Il riferimento è alla promessa che Dio ha fatto a Davide e che ci è riferita in 2Sam 7,14-16: «Quando i tuoi giorni saranno compiuti e tu dormirai con i tuoi padri, io susciterò un tuo discendente dopo di te, uscito dalle tue viscere, e renderò stabile il suo regno. Egli edificherà una casa al mio nome e io renderò stabile il trono del suo regno per sempre. Io sarò per lui padre ed egli sarà per me figlio. Se farà il male, lo colpirò con verga d’uomo e con percosse di figli d’uomo, ma non ritirerò da lui il mio amore, come l’ho ritirato da Saul, che ho rimosso di fronte a te. La tua casa e il tuo regno saranno saldi per sempre davanti a te, il tuo trono sarà reso stabile per sempre».
Dio si impegna con Davide e i suoi discendenti con una promessa di fedeltà incondizionata: a prescindere dalla condotta dei singoli re, è la volontà di Dio a rendere stabile la promessa di assicurare per sempre la sua presenza in mezzo al popolo con la mediazione di un re terreno.

 L’attesa messianica

Ed è proprio in questa fondamentale attesa messianica che possiamo ammirare la fantasia di Dio nell’escogitare inaspettate modalità per mantenere fede alle sue promesse. Nel testo del secondo libro di Samuele, che ho riportato, la promessa è incondizionata. Circa un secolo dopo, quando - come era facilmente prevedibile - i discendenti di Davide si mostravano infedeli al compito di essere garanti della volontà di Dio, il Signore ritorna a confermare la sua promessa, ma la condiziona alla fede del re. A nome di Dio, il profeta Isaia dichiara al re Acaz: «se non crederete, non resterete saldi» (Is 7,9b), dove «credere» e «rimanere saldi» sono traduzione dello stesso verbo ebraico ’aman. Non è da pensare che Dio si è pentito di aver fatto in precedenza una promessa incondizionata ed ora la subordina alla fede. Ma è da intendere che egli vuole educare il re e il popolo ad inserire la sua promessa in una storia di relazione, in cui alla proposta fedele di Dio deve essere data la risposta libera della parte umana.

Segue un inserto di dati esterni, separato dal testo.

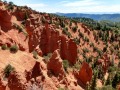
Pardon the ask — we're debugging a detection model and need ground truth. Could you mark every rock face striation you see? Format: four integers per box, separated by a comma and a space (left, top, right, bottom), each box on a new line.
75, 62, 93, 88
47, 50, 65, 76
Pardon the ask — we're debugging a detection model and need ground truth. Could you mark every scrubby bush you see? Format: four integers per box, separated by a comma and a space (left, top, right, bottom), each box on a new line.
79, 31, 84, 38
83, 48, 89, 53
41, 16, 46, 24
60, 21, 65, 28
1, 44, 7, 50
32, 50, 38, 59
90, 69, 98, 90
112, 71, 120, 88
73, 62, 81, 70
62, 27, 71, 37
43, 53, 52, 63
90, 43, 94, 47
72, 26, 77, 32
3, 64, 14, 78
62, 27, 68, 34
93, 47, 98, 52
84, 36, 89, 42
10, 45, 18, 53
97, 85, 114, 90
73, 37, 80, 45
69, 21, 72, 26
63, 60, 69, 71
13, 23, 23, 32
103, 46, 107, 52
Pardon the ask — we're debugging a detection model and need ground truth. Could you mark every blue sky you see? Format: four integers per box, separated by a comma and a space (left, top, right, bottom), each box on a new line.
2, 0, 120, 13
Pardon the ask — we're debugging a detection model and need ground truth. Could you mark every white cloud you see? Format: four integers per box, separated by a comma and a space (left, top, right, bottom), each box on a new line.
56, 0, 120, 13
63, 0, 101, 7
59, 1, 69, 4
25, 3, 46, 8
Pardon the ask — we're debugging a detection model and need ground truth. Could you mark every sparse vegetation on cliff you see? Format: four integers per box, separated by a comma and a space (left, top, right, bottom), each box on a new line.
3, 64, 14, 78
10, 45, 18, 53
0, 1, 120, 90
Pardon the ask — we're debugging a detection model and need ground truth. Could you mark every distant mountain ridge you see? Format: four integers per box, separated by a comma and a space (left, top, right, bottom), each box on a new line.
56, 13, 120, 22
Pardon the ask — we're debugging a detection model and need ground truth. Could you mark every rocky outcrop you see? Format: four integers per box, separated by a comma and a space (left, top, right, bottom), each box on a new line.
0, 78, 6, 90
40, 23, 60, 55
47, 50, 65, 76
97, 54, 111, 73
25, 61, 42, 81
75, 62, 92, 88
60, 36, 77, 64
60, 36, 68, 61
8, 72, 26, 90
67, 39, 77, 64
0, 2, 3, 6
0, 9, 12, 31
40, 23, 77, 64
13, 9, 27, 21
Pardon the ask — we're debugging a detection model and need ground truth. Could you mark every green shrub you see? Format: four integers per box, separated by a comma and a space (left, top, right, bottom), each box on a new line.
72, 26, 77, 32
84, 36, 89, 42
13, 23, 23, 32
83, 48, 89, 53
62, 28, 71, 37
58, 87, 68, 90
67, 32, 72, 38
69, 21, 72, 26
97, 85, 114, 90
63, 27, 68, 32
63, 60, 69, 71
117, 53, 120, 59
90, 43, 94, 47
97, 49, 103, 57
73, 62, 81, 70
43, 53, 52, 63
10, 45, 18, 53
79, 32, 84, 38
103, 47, 107, 52
41, 16, 46, 24
24, 12, 29, 20
62, 27, 68, 34
60, 21, 65, 28
1, 44, 7, 50
93, 47, 98, 52
112, 71, 120, 88
73, 37, 80, 45
108, 66, 117, 73
3, 64, 14, 78
58, 88, 64, 90
90, 69, 98, 90
32, 50, 38, 59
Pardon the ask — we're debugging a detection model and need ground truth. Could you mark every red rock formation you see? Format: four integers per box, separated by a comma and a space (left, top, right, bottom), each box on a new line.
75, 62, 92, 87
0, 2, 3, 6
47, 49, 65, 76
13, 9, 26, 21
40, 23, 60, 55
35, 45, 43, 56
0, 9, 12, 31
8, 72, 26, 90
25, 61, 42, 81
102, 54, 110, 73
0, 78, 6, 90
67, 39, 77, 64
60, 36, 68, 61
60, 36, 77, 64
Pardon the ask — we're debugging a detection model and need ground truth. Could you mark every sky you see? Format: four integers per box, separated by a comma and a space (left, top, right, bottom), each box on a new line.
2, 0, 120, 13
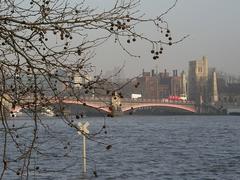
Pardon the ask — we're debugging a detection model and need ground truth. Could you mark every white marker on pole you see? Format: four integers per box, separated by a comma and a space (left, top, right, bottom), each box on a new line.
77, 121, 89, 174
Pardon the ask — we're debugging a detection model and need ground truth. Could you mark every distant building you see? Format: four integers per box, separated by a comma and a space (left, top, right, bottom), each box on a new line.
219, 85, 240, 106
188, 56, 208, 104
171, 70, 181, 96
136, 69, 158, 99
217, 73, 240, 106
134, 69, 182, 99
158, 69, 171, 98
73, 72, 91, 89
209, 68, 219, 104
180, 71, 187, 99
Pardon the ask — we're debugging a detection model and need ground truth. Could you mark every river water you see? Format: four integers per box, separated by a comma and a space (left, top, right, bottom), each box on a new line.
1, 115, 240, 180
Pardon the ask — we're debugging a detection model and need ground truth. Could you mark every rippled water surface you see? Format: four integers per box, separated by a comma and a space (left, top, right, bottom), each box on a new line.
1, 115, 240, 179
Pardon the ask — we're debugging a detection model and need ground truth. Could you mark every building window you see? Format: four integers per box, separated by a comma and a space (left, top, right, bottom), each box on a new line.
198, 67, 202, 73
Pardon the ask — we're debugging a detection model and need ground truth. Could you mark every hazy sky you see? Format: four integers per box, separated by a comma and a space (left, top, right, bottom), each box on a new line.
89, 0, 240, 77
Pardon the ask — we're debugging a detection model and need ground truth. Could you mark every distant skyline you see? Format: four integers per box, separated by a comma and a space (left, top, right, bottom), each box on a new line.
88, 0, 240, 77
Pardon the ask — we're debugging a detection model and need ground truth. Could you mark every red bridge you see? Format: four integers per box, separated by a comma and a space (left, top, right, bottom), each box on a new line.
9, 96, 197, 115
60, 97, 197, 115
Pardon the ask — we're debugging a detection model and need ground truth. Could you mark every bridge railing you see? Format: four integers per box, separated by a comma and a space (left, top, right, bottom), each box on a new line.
15, 95, 195, 106
61, 96, 195, 105
121, 98, 195, 105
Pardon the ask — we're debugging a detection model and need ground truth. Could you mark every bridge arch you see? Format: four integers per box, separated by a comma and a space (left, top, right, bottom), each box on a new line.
122, 103, 197, 113
62, 99, 111, 114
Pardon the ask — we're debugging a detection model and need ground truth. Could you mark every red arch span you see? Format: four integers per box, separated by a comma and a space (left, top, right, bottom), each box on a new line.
11, 100, 111, 114
122, 103, 197, 113
62, 99, 111, 113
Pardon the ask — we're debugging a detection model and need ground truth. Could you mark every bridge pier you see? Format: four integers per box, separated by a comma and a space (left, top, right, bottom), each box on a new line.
109, 107, 123, 117
110, 92, 123, 116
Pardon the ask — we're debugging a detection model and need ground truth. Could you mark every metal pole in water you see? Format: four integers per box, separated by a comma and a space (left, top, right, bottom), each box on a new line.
77, 122, 89, 175
83, 134, 87, 173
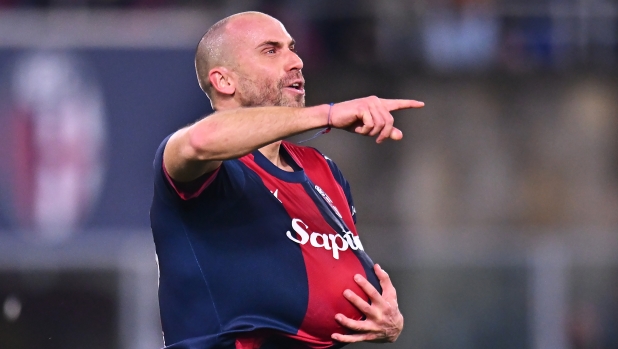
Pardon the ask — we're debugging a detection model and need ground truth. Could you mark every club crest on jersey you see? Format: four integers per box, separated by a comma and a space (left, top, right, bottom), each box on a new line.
285, 218, 364, 260
314, 185, 342, 218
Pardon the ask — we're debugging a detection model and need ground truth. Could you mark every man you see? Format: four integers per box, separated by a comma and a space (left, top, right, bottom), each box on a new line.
150, 11, 424, 349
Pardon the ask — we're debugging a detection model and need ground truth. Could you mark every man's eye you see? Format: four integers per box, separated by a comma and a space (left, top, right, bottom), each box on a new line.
266, 49, 276, 54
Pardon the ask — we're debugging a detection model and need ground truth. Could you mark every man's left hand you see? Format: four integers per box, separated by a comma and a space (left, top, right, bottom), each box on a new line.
331, 264, 404, 343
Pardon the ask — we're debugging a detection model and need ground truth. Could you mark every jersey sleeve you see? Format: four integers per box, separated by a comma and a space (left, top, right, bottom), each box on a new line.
153, 134, 188, 203
154, 134, 216, 202
322, 154, 357, 224
162, 159, 219, 200
153, 134, 243, 205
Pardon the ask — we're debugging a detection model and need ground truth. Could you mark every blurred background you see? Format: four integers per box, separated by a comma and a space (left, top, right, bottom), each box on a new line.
1, 0, 617, 348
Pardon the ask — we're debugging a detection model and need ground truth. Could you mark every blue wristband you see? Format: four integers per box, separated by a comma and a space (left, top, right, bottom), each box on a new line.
297, 103, 334, 144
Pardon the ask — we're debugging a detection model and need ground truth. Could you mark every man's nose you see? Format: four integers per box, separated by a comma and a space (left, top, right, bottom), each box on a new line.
286, 51, 303, 71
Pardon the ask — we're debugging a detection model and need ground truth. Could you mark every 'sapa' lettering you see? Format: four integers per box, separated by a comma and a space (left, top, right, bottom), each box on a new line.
329, 234, 349, 260
343, 231, 359, 250
286, 218, 309, 245
310, 233, 331, 250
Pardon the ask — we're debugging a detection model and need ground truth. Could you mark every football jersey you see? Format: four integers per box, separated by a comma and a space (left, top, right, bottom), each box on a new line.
150, 135, 381, 349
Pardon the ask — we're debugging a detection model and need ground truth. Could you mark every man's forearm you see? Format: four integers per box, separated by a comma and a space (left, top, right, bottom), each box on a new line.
163, 104, 329, 181
164, 96, 422, 182
187, 104, 329, 161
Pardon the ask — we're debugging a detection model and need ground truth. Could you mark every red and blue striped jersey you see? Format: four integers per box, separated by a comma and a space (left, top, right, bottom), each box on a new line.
150, 135, 381, 349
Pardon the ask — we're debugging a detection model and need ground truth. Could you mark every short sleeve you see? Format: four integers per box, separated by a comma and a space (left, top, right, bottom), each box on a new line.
152, 134, 247, 208
153, 134, 180, 204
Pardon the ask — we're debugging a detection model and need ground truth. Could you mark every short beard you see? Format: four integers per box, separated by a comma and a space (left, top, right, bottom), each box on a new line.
236, 74, 305, 108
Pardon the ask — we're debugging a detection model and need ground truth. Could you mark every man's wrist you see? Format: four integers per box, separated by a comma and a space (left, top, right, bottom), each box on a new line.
303, 104, 333, 130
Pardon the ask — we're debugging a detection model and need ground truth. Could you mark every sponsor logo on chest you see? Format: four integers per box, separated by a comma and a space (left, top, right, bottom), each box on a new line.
285, 218, 364, 260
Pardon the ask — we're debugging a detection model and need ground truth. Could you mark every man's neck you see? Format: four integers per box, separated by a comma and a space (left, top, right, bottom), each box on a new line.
258, 141, 294, 172
214, 102, 294, 172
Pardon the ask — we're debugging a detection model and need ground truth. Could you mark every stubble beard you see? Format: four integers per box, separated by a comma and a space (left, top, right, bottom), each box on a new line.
237, 74, 305, 108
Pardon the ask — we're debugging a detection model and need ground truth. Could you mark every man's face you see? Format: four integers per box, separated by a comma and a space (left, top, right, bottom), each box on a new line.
227, 15, 305, 108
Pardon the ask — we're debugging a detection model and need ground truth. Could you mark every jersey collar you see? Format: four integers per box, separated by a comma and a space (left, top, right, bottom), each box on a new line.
251, 147, 308, 183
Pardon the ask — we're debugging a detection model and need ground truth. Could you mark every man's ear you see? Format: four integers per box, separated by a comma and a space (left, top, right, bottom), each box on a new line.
208, 67, 235, 96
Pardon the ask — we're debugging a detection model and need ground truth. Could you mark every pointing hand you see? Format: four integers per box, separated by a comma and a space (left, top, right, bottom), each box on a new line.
329, 96, 424, 143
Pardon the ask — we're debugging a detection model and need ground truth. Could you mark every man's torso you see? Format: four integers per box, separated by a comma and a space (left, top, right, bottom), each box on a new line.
151, 138, 380, 349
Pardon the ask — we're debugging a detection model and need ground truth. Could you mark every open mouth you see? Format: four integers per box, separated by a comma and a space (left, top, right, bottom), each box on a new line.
285, 81, 305, 94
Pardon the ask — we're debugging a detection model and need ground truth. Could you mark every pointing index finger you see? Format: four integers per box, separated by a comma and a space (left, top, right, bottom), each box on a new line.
380, 99, 425, 112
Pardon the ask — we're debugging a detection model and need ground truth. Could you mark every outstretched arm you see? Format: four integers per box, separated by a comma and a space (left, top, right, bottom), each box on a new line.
163, 97, 424, 182
332, 264, 404, 343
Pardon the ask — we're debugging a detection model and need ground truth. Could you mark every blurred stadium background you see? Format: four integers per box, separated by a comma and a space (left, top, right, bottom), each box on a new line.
1, 0, 618, 348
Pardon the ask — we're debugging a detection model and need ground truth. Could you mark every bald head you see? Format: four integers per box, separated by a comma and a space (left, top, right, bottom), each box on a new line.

L’adattamento di Dio all’evoluzione della storia umana si rende ancora più evidente quando, a causa dell’esilio babilonese, l’istituzione monarchica ha termine in Israele. Sul trono di Davide non siede più nessun discendente. Cosa pensare? Dio è venuto meno alle sue promesse? Ecco allora che egli escogita «una cosa nuova»: la democratizzazione delle promesse regali. I deportati a Babilonia vengono invitati a ritornare in patria e viene loro promesso: «Io stabilirò per voi un’alleanza eterna, i favori assicurati a Davide» (Is 55,3b). Nonostante la mancanza del re, l’attesa messianica continua, perché ancorata alla promessa fedele di Dio, che si evolve in base alle situazioni storiche, ma rimane stabile in quanto Dio non viene mai meno alla sua volontà di assicurare la sua presenza di salvezza in mezzo agli uomini.